Gradient of the Objective Function for an Anisotropic Centroidal Voronoi Tessellation (CVT) - A revised, detailed derivation

TL;DR

This paper provides a comprehensive, explicit derivation of the gradient and objective function for anisotropic Centroidal Voronoi Tessellations (CVT), enhancing understanding and enabling advanced applications like surface remeshing and feature capturing.

Contribution

It offers a complete, detailed derivation of the gradient and objective function for anisotropic CVT, clarifying previous partial derivations and implicit conditions.

Findings

Explicit formulas for the gradient and objective function on surfaces and volumes.

Enhanced understanding of the method's working conditions and applications.

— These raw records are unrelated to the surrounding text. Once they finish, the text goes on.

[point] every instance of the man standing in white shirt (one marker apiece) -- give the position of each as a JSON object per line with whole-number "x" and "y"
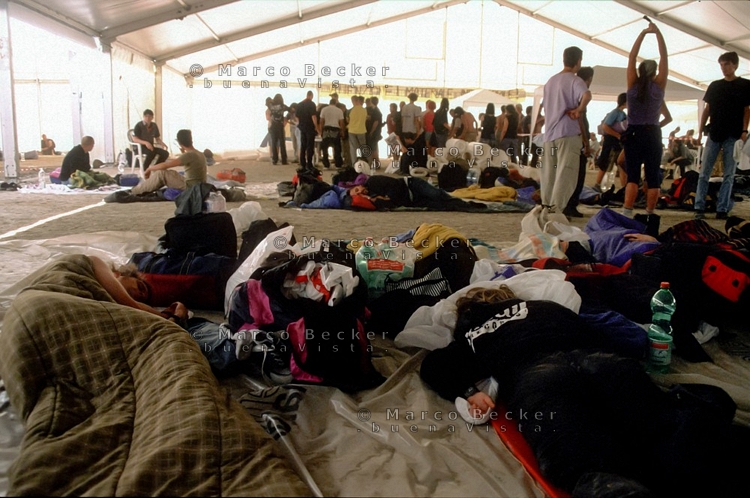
{"x": 565, "y": 98}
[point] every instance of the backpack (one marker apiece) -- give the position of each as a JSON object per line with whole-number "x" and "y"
{"x": 202, "y": 234}
{"x": 277, "y": 113}
{"x": 439, "y": 122}
{"x": 452, "y": 175}
{"x": 329, "y": 343}
{"x": 309, "y": 188}
{"x": 488, "y": 176}
{"x": 197, "y": 281}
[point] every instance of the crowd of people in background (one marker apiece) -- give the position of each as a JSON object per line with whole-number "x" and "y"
{"x": 631, "y": 134}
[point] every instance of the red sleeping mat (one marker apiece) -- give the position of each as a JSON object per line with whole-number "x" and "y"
{"x": 516, "y": 443}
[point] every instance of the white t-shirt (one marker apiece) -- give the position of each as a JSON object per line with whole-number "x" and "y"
{"x": 562, "y": 92}
{"x": 331, "y": 115}
{"x": 408, "y": 113}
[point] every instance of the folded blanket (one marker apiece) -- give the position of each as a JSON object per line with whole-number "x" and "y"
{"x": 119, "y": 402}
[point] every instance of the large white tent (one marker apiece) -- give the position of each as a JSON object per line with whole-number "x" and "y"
{"x": 92, "y": 67}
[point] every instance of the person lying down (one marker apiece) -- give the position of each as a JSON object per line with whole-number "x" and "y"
{"x": 386, "y": 192}
{"x": 583, "y": 408}
{"x": 228, "y": 353}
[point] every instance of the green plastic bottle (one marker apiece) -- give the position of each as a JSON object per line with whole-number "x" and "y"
{"x": 663, "y": 306}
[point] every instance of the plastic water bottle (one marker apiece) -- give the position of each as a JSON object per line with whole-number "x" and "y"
{"x": 42, "y": 178}
{"x": 365, "y": 254}
{"x": 660, "y": 331}
{"x": 472, "y": 177}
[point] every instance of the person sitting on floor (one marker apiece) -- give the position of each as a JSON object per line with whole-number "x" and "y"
{"x": 387, "y": 192}
{"x": 77, "y": 159}
{"x": 159, "y": 175}
{"x": 146, "y": 133}
{"x": 47, "y": 146}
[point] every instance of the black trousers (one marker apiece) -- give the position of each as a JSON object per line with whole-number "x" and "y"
{"x": 573, "y": 202}
{"x": 307, "y": 148}
{"x": 161, "y": 155}
{"x": 278, "y": 142}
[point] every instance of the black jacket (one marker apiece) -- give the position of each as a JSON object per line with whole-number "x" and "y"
{"x": 506, "y": 338}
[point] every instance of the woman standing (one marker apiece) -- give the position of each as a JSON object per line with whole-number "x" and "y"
{"x": 488, "y": 126}
{"x": 642, "y": 140}
{"x": 440, "y": 123}
{"x": 278, "y": 121}
{"x": 508, "y": 135}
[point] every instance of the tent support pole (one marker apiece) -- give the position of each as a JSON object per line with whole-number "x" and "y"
{"x": 7, "y": 98}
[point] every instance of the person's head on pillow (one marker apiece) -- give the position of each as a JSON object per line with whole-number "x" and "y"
{"x": 356, "y": 198}
{"x": 132, "y": 280}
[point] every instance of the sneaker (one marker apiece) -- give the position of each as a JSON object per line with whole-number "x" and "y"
{"x": 273, "y": 355}
{"x": 572, "y": 212}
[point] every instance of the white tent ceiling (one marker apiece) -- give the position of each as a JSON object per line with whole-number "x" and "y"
{"x": 179, "y": 32}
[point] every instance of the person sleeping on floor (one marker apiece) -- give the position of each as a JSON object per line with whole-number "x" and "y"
{"x": 583, "y": 408}
{"x": 386, "y": 192}
{"x": 259, "y": 353}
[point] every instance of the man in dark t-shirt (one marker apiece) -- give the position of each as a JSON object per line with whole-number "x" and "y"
{"x": 77, "y": 159}
{"x": 308, "y": 126}
{"x": 146, "y": 133}
{"x": 374, "y": 125}
{"x": 727, "y": 112}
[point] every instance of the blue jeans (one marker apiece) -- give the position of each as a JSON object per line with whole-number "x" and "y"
{"x": 214, "y": 342}
{"x": 710, "y": 153}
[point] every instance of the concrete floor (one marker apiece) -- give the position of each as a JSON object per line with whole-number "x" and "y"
{"x": 21, "y": 210}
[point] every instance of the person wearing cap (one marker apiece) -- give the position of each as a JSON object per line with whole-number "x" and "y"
{"x": 77, "y": 159}
{"x": 161, "y": 175}
{"x": 146, "y": 133}
{"x": 331, "y": 130}
{"x": 727, "y": 113}
{"x": 308, "y": 126}
{"x": 357, "y": 129}
{"x": 410, "y": 116}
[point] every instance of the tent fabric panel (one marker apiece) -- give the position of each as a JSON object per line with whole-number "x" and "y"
{"x": 224, "y": 20}
{"x": 102, "y": 14}
{"x": 168, "y": 36}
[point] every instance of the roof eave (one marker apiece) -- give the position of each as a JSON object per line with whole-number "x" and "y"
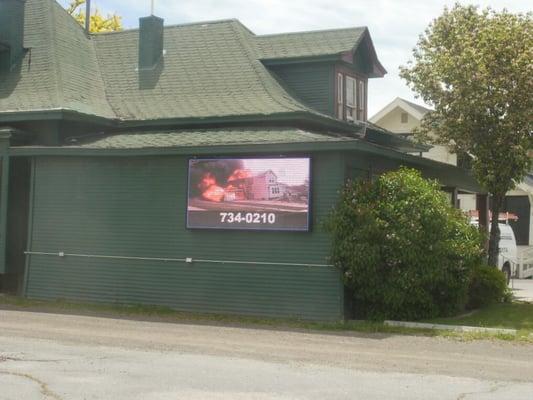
{"x": 55, "y": 114}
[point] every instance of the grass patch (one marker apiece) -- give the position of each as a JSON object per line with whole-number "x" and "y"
{"x": 506, "y": 315}
{"x": 165, "y": 314}
{"x": 514, "y": 315}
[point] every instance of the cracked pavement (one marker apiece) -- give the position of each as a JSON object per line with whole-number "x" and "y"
{"x": 63, "y": 357}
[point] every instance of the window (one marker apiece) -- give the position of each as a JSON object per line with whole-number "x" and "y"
{"x": 361, "y": 101}
{"x": 351, "y": 99}
{"x": 340, "y": 96}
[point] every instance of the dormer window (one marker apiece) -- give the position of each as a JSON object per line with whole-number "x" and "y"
{"x": 351, "y": 97}
{"x": 340, "y": 96}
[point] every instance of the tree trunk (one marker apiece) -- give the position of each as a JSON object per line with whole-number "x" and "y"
{"x": 494, "y": 238}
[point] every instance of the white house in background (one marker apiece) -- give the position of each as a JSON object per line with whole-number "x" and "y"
{"x": 401, "y": 117}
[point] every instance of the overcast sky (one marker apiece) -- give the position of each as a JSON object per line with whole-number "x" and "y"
{"x": 394, "y": 24}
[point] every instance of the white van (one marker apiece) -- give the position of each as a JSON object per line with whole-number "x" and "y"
{"x": 508, "y": 255}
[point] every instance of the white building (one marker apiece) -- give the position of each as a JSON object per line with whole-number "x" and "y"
{"x": 402, "y": 117}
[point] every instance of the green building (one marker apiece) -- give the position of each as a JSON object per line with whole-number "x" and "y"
{"x": 99, "y": 134}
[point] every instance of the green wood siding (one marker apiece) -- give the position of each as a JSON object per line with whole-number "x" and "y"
{"x": 136, "y": 207}
{"x": 311, "y": 83}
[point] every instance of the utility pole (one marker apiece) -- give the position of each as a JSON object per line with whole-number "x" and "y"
{"x": 88, "y": 16}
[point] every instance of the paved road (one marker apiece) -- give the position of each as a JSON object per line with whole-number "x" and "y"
{"x": 60, "y": 357}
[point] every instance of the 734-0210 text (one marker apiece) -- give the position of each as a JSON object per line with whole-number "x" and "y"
{"x": 247, "y": 218}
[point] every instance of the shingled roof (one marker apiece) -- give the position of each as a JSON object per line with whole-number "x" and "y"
{"x": 308, "y": 44}
{"x": 210, "y": 70}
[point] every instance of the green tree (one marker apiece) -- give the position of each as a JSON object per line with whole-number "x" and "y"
{"x": 476, "y": 67}
{"x": 99, "y": 23}
{"x": 406, "y": 253}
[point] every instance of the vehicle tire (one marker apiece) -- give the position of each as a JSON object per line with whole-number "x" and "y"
{"x": 507, "y": 271}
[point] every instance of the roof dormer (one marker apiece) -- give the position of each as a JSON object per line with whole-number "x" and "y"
{"x": 11, "y": 32}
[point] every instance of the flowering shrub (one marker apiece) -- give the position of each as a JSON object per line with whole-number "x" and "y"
{"x": 406, "y": 253}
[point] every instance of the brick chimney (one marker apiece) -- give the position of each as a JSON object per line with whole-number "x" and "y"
{"x": 150, "y": 41}
{"x": 11, "y": 32}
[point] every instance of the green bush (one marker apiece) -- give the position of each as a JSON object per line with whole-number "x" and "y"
{"x": 406, "y": 253}
{"x": 488, "y": 285}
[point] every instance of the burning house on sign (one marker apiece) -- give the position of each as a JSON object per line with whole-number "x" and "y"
{"x": 241, "y": 185}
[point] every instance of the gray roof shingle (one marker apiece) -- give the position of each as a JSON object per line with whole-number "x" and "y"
{"x": 205, "y": 137}
{"x": 210, "y": 70}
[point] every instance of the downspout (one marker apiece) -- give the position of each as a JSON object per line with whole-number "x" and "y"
{"x": 4, "y": 189}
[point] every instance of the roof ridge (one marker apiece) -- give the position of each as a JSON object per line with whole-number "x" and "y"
{"x": 53, "y": 36}
{"x": 254, "y": 63}
{"x": 312, "y": 31}
{"x": 63, "y": 10}
{"x": 174, "y": 26}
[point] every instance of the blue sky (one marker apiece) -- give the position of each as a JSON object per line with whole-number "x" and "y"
{"x": 394, "y": 24}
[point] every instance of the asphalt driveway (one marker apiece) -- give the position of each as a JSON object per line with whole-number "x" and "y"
{"x": 60, "y": 357}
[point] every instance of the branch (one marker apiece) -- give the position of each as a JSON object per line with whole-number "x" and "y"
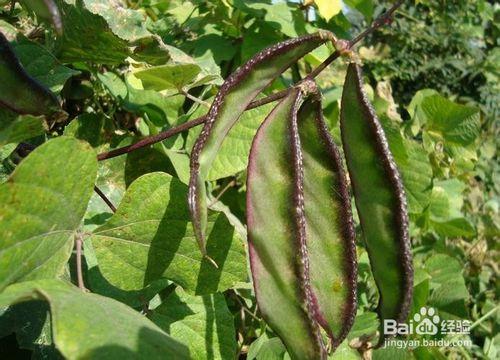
{"x": 383, "y": 19}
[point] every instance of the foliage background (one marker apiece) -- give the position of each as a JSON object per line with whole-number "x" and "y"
{"x": 129, "y": 69}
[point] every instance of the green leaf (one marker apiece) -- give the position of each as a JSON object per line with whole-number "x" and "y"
{"x": 452, "y": 122}
{"x": 235, "y": 95}
{"x": 46, "y": 10}
{"x": 276, "y": 240}
{"x": 416, "y": 172}
{"x": 92, "y": 326}
{"x": 151, "y": 238}
{"x": 126, "y": 23}
{"x": 232, "y": 157}
{"x": 41, "y": 64}
{"x": 18, "y": 90}
{"x": 30, "y": 322}
{"x": 445, "y": 210}
{"x": 41, "y": 207}
{"x": 380, "y": 199}
{"x": 175, "y": 76}
{"x": 365, "y": 7}
{"x": 204, "y": 323}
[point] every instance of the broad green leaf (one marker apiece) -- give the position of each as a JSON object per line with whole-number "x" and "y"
{"x": 380, "y": 199}
{"x": 16, "y": 128}
{"x": 128, "y": 24}
{"x": 235, "y": 95}
{"x": 232, "y": 157}
{"x": 46, "y": 10}
{"x": 203, "y": 323}
{"x": 329, "y": 224}
{"x": 272, "y": 252}
{"x": 328, "y": 8}
{"x": 30, "y": 321}
{"x": 278, "y": 244}
{"x": 151, "y": 238}
{"x": 98, "y": 284}
{"x": 41, "y": 206}
{"x": 92, "y": 326}
{"x": 452, "y": 122}
{"x": 175, "y": 76}
{"x": 42, "y": 65}
{"x": 365, "y": 7}
{"x": 278, "y": 15}
{"x": 445, "y": 210}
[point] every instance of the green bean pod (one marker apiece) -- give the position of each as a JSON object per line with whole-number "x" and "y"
{"x": 380, "y": 199}
{"x": 46, "y": 10}
{"x": 237, "y": 92}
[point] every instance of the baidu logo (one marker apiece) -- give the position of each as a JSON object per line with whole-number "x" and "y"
{"x": 427, "y": 321}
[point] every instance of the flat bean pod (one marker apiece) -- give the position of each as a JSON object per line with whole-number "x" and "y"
{"x": 18, "y": 90}
{"x": 46, "y": 10}
{"x": 300, "y": 228}
{"x": 380, "y": 199}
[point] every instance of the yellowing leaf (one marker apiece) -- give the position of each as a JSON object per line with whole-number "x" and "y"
{"x": 328, "y": 8}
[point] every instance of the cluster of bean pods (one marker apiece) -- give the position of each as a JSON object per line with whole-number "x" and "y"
{"x": 301, "y": 236}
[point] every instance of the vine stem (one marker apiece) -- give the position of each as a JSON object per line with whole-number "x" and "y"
{"x": 384, "y": 19}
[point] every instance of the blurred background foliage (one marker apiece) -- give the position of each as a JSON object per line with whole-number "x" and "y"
{"x": 126, "y": 69}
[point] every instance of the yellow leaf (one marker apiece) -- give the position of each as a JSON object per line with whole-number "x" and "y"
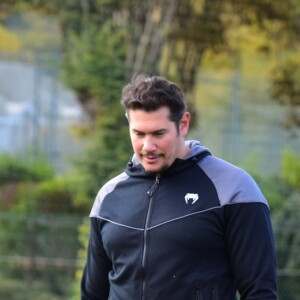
{"x": 9, "y": 42}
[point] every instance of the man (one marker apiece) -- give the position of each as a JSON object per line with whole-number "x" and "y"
{"x": 179, "y": 223}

Facilitation of advanced meshing techniques and feature capturing.

Abstract

In their recent article (2010), Levy and Liu introduced a generalization of Centroidal Voronoi Tessellation (CVT) - namely the Lp-CVT - that allows the computation of an anisotropic CVT over a sound mathematical framework. In this article a new objective function is defined, and both this function and its gradient are derived in closed-form for surfaces and volumes. This method opens a wide range of possibilities, also described in the paper, such as quad-dominant surface remeshing, hex-dominant volume meshing or fully-automated capturing of sharp features. However, in the same paper, the derivations of the gradient and of the new objective function are only partially expanded in the appendices, and some relevant requisites on the anisotropy field are left implicit. In order to better harness the possibilities described there, in this work the entire derivation process is made explicit. In the authors' opinion, this also helps understanding the working conditions of the method and its possible applications.